To fix these sentences, try:
- Breaking the independent clauses into 2 sentences, (ex. Jane went to the grocery store. She needed to buy some milk.)
- Add a conjunction after the comma (ex. Today is Jared’s birthday, so we’re going out to dinner tonight.), or
- Add a subordinating conjunction (ex. Because it was very hot outside, they decided to go to the pool.).
Improper Pronoun Usage
When using pronouns, some people accidentally use the subjective pronoun when they should have used the objective pronoun. Or they use the objective pronoun when the subjective pronoun is appropriate. Subjective pronouns, such as I, he/she, we, they, and who, should be used when referring to the person performing the verb. Objective pronouns, such as me, him/her, us, them, and whom, should be used when referring to the object of the verb or preposition.
- My brother and I raked the leaves.
- Dad asked my brother and me to rake the leaves.
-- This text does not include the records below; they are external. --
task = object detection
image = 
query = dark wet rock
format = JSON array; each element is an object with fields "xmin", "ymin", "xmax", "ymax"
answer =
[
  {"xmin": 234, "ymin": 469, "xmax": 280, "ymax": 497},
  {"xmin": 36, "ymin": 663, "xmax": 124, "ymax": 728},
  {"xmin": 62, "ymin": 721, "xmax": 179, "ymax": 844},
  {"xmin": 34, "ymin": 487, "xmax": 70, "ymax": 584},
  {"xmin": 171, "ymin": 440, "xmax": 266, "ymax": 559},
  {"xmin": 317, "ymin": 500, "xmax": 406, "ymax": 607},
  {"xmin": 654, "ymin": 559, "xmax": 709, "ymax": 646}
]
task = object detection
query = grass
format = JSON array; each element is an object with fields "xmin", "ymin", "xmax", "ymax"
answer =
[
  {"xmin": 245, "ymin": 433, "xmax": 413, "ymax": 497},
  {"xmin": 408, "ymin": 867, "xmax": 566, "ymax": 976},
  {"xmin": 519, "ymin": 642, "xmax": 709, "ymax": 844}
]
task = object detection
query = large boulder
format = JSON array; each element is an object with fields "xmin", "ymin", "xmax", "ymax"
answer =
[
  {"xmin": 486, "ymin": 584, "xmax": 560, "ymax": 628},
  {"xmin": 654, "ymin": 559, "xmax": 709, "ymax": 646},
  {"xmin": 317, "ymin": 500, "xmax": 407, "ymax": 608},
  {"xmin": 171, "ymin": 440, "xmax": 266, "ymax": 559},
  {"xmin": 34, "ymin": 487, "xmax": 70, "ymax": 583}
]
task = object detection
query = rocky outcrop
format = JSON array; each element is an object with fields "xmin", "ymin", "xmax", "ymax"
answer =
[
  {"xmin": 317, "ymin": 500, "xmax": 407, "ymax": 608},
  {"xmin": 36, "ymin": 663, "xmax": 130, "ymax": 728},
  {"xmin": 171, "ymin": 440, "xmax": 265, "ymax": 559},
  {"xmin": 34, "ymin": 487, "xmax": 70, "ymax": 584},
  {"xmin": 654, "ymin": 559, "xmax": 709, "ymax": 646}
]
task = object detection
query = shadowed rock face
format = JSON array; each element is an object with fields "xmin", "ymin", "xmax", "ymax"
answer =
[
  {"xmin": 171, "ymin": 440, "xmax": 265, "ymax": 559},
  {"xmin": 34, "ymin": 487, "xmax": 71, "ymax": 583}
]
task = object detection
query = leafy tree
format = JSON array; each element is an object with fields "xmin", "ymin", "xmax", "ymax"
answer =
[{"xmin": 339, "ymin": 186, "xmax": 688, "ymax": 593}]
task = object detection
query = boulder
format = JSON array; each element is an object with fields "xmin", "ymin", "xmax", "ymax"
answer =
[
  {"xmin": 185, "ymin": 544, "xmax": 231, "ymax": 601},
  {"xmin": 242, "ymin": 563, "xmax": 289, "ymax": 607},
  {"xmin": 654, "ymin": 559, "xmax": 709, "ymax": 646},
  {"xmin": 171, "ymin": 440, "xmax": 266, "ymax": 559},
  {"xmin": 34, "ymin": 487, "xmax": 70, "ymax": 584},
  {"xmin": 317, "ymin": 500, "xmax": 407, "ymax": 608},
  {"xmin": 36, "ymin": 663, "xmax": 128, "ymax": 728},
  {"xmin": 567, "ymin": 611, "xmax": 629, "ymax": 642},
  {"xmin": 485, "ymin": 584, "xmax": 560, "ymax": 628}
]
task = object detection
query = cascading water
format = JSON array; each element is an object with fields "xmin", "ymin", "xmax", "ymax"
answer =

A modifier is a word, phrase, or clause that describes something. When the modifier gets separated from the word that its describing, it’s considered a misplaced modifier. Misplaced modifiers make the sentence awkward, confusing, or sometimes humorous. Check out these examples of misplaced modifiers and what you could do to correct them.
- The salesman sold the car to the woman with the shiny finish.
The salesman sold the car with the shiny finish to the woman.
- The broken teacher’s umbrella was on her desk.
The teacher’s broken umbrella was on her desk.
- I have 1 hour to only complete the quiz.
I have only 1 hour to complete the quiz.
Parallelism, or parallel structure, refers to patterns in words, phrases, and clauses in a sentence. When a person fails to use a parallel structure, the sentence sounds awkward. You’ll often see this in lists. For example, “Brody enjoys swimming, playing soccer, and to visit museums.” Instead, you should say “Brody enjoys swimming, playing soccer, and visiting museums.”
It gets harder to spot issues with parallelism as the sentences get longer and more complex, such as:
- “The substitute told the class that they should work quietly, that they should complete the assignment, and ask any questions that they have.”
Change the sentence to
- “The substitute told the class that they should work quietly, that they should complete the assignment, and that they should ask any questions they have.”
- “The substitute told the class to work quietly, complete the assignment, and ask any questions they have.”
If you use a single subject, you need a verb that matches it for subject-verb agreement. For example, you wouldn’t say I studies for the Praxis Core. Instead, you could say “I study for the Praxis Core” or “She studies for the Praxis Core.” Some other examples include:
- She and I are going to the store together.
- Congress is divided into 2 parts.
- Each of the boys play well.
- Betty was at school today.
Continue to study these Praxis Core grammar rules as you prepare for the exam. Observe how people use (and misuse) them every day, so you can become a grammarian to ace the exam.